PETITIONER: Danny Birchfield
RESPONDENT: State of North Dakota
LOCATION: Morton County Sheriff’s Department

DOCKET NO.: 14-1468
DECIDED BY: Roberts Court (2016- )
LOWER COURT: North Dakota Supreme Court

CITATION: 579 US (2016)
GRANTED: Dec 11, 2015
ARGUED: Apr 20, 2016
DECIDED: Jun 23, 2016

Charles A. Rothfeld - for the petitioners
Ian H. Gershengorn - Deputy Solicitor General, for the United States as amicus curiae supporting the respondents
Thomas R. McCarthy - for the respondents in 14-468 & 14-1507
Kathryn Keena - for the respondent in 14-1470

Facts of the case

Danny Birchfield drove into a ditch in Morton County, North Dakota. When police arrived on the scene, they believed Birchfield was intoxicated. Birchfield failed both the field sobriety tests and the breath test. He was arrested, but he refused to consent to a chemical test. Birchfield was charged with a misdemeanor for refusing to consent to a chemical test in violation of state law. He moved to dismiss the charge and claimed that the state law violated his Fourth Amendment right against unreasonable search and seizure. In a similar case, police were called to the South St. Paul boat launch where three men were attempting to pull their boat out of the water and onto their truck. William Robert Bernard, Jr., admitted he had been drinking and had the truck keys in his hands, but he denied driving the truck and refused to perform a field sobriety test. He was arrested on suspicion of driving while impaired (DWI) and taken to the police station, where he refused to consent to a chemical test in violation of Minnesota state law. Bernard was charged with two counts of first-degree test refusal pursuant to state law. In a separate incident, Steve Beylund consented to a blood alcohol to test to confirm he was driving under the influence after being informed it was a criminal offense in North Dakota to refuse a blood alcohol test. The test confirmed he was over the legal limit, and Beylund was charged with driving under the influence.
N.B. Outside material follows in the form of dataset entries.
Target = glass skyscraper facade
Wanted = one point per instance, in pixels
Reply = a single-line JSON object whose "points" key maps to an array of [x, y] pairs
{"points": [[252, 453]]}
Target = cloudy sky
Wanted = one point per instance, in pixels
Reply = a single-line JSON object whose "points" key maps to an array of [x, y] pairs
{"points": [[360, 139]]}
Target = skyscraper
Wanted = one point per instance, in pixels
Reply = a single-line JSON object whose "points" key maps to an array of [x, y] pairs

All three men challenged the state statutes criminalizing refusal to submit to a chemical test and argued that the statutes violated their Fourth Amendment rights to be free from unreasonable searches and seizures when there was no probable cause that would support a warrant for the test. Both the Supreme Court of Minnesota and the Supreme Court of North Dakota determined that criminalizing the refusal to submit to a chemical test was reasonable under the Fourth Amendment.
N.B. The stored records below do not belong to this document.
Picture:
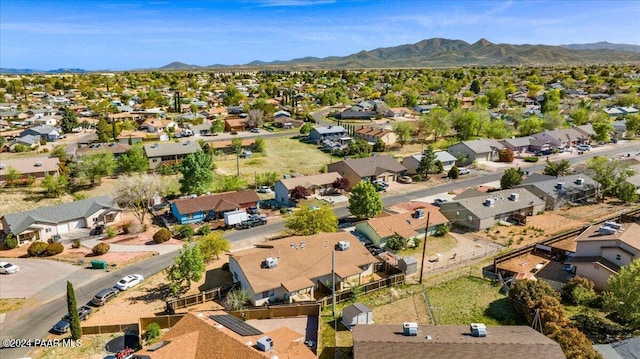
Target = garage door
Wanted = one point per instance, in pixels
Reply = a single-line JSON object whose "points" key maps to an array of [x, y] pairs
{"points": [[76, 224]]}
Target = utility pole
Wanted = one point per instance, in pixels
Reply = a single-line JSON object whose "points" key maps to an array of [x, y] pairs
{"points": [[424, 245]]}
In the absence of a warrant, may a state statute criminalize an individual’s refusal to submit to a blood alcohol test?

Media for Birchfield v. North Dakota

Audio Transcription for Oral Argument - April 20, 2016 in Birchfield v. North Dakota

Audio Transcription for Opinion Announcement - June 23, 2016 in Birchfield v. North Dakota

John G. Roberts, Jr.:

And Justice Alito has the opinions of the court in case 14-1468, Birchfield versus North Dakota and the consolidated cases.

Samuel A. Alito, Jr.:

These are three cases; Birchfield versus North Dakota, Bernard versus Minnesota and Beylund versus Levi.

They concern a new strategy that several states have adopted to combat the problem of drunk driving.

All states have long made it a crime to drive a car with a blood alcohol concentration or BAC that exceeds a certain percentage.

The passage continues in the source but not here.